Rax King is a dog-loving, hedgehog-mothering, beer-swilling, gay and disabled sumbitch who occasionally writes and works as assistant editor for Sundress Publications. She is the author of the collection ‘The People’s Elbow: Thirty Recitatives on Rape and Wrestling’ (Ursus Americanus, 2018). Her work can also be found in Barrelhouse, Peach Mag, and Glass Poetry.
Here’s Quick Temper with Rax King:
Why do you write?
Because the only other thing i can do even remotely as well as I write is cooking lol. however i eat all my cooking projects and my writing is generally inedible so the evidence is a lil mismatched. plus anytime i go too long without writing, the curb your enthusiasm theme music plays loudly in my head as i bumble around fucking up and feeling miserable, so here the fuck we are, huh
Who do you hope reads your work?
girls who are in pain / boys who know how to goddamn behave themselves
Where does the anger in your work come from? How does it manifest?

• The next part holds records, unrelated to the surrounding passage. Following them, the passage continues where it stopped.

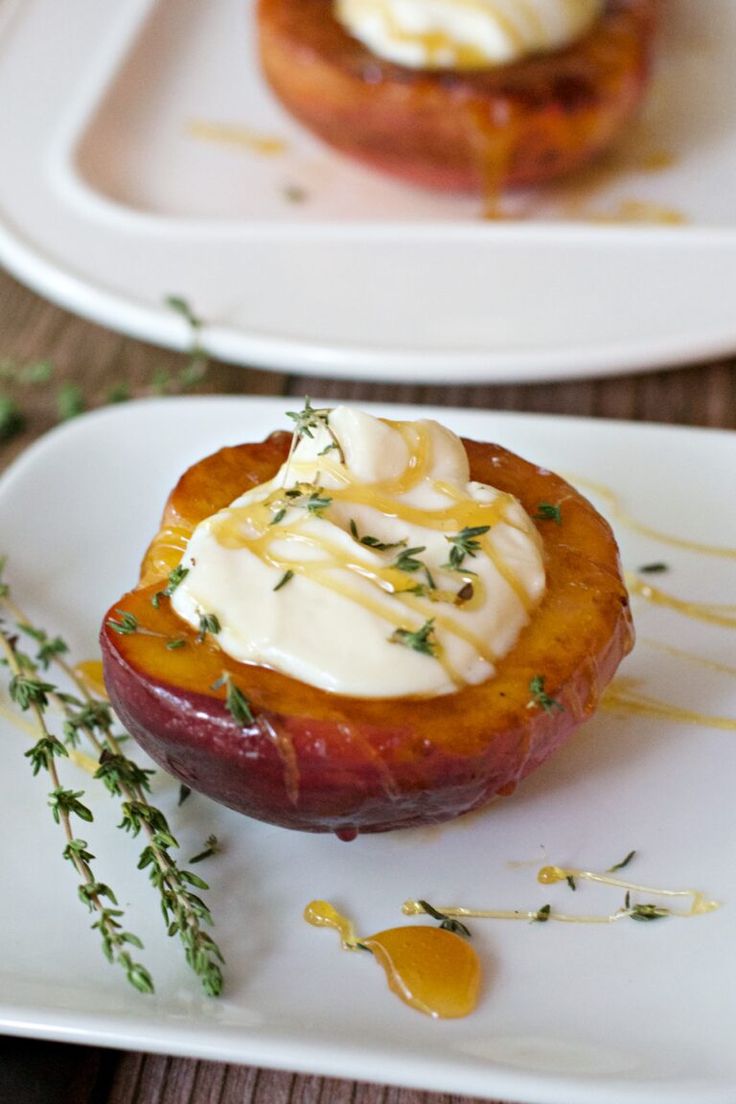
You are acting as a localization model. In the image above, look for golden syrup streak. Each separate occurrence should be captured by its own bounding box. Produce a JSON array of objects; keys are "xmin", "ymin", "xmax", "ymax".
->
[
  {"xmin": 187, "ymin": 119, "xmax": 287, "ymax": 156},
  {"xmin": 641, "ymin": 638, "xmax": 736, "ymax": 678},
  {"xmin": 571, "ymin": 476, "xmax": 736, "ymax": 560},
  {"xmin": 403, "ymin": 863, "xmax": 719, "ymax": 925},
  {"xmin": 601, "ymin": 678, "xmax": 736, "ymax": 732},
  {"xmin": 625, "ymin": 575, "xmax": 736, "ymax": 629}
]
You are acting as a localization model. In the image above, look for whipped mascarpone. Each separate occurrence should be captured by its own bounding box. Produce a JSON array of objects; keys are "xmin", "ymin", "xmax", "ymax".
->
[
  {"xmin": 171, "ymin": 407, "xmax": 546, "ymax": 698},
  {"xmin": 335, "ymin": 0, "xmax": 604, "ymax": 70}
]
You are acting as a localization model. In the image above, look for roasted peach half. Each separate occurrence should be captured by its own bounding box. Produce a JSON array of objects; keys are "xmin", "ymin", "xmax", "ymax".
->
[
  {"xmin": 101, "ymin": 432, "xmax": 633, "ymax": 837},
  {"xmin": 256, "ymin": 0, "xmax": 657, "ymax": 192}
]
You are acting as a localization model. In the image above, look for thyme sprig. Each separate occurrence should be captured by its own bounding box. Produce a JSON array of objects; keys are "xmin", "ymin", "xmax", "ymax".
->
[
  {"xmin": 0, "ymin": 622, "xmax": 153, "ymax": 994},
  {"xmin": 442, "ymin": 525, "xmax": 491, "ymax": 572},
  {"xmin": 284, "ymin": 397, "xmax": 345, "ymax": 475},
  {"xmin": 1, "ymin": 571, "xmax": 225, "ymax": 996}
]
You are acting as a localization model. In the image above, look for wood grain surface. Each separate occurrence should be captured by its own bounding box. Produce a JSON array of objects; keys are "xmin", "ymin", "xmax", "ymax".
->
[{"xmin": 1, "ymin": 267, "xmax": 734, "ymax": 1104}]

as a lil tyke i used to behave like such a fuck every time i lost a board game or wasn’t allowed to stop by mcdonalds on the way home that my astrologer bubbe used to singsong ‘aries moon, aries moon’ at me (im an aries moon and a cunt lol). i think it’s safe to say that i’ve always been p angry and that it comes from nowhere in particular except, maybe, the stars
however, a lot of really bad shit has happened to me, so maybe that’s why i’m angry. idk it’s like schroedinger’s rage up in here. do not ask me to explain that joke, i told it explicitly to make myself sound smart. anyway it would be such a waste of my mean bitch eyebrows if i were some sweet, docile person
that said, i am pretty gentle with the people of the world. i no longer have to spend an hour psyching myself up before making any phone call whatsoever but those days are not so far behind me either. but my writing is angry and my live delivery of my writing is, like, comically angry — people I’ve known for years have seen me read and been like ‘i didn’t think you had it in you’ and im like tight, thanks, i hope i’m not totally mousy. but as a rule, my feelings stay bottled up right under my sternum, where feelings belong. no i am not catholic
if i may self-promo just a bit, you can read more of me being angry, sad, and other multifarious bummed-out ways in my book, The People’s Elbow: Thirty Recitatives on Rape and Wrestling (Ursus Americanus, 2018), which is coming up on its one year birthday. im so proud of my baby girl
Angry book recommendations for angry readers?
oh hell yeah i love providing book recommendations because it makes me seem so smart and as if i know how to read, which i don’t. ok so Sung Yim wrote a hell of a memoir that i’ve revisited several times — What About the Rest of Your Life. i just read Samanta Schweblin’s Fever Dream in one sitting on the bus to work, and then a second time on the bus home — gorgeous and upsetting. i think maybe Lisa Carver would not want me to call her my mentor but i’m gonna do it regardless, and i can’t recommend any of my mentor’s books highly enough. they are maybe not so angry though, with the semi-exception of Drugs Are Nice. good palate cleansers for when you don’t want to be as angry anymore. and Morgan Parker’s Magical Negro is one of the most exquisite books of poetry that i ever read, for any mood at all.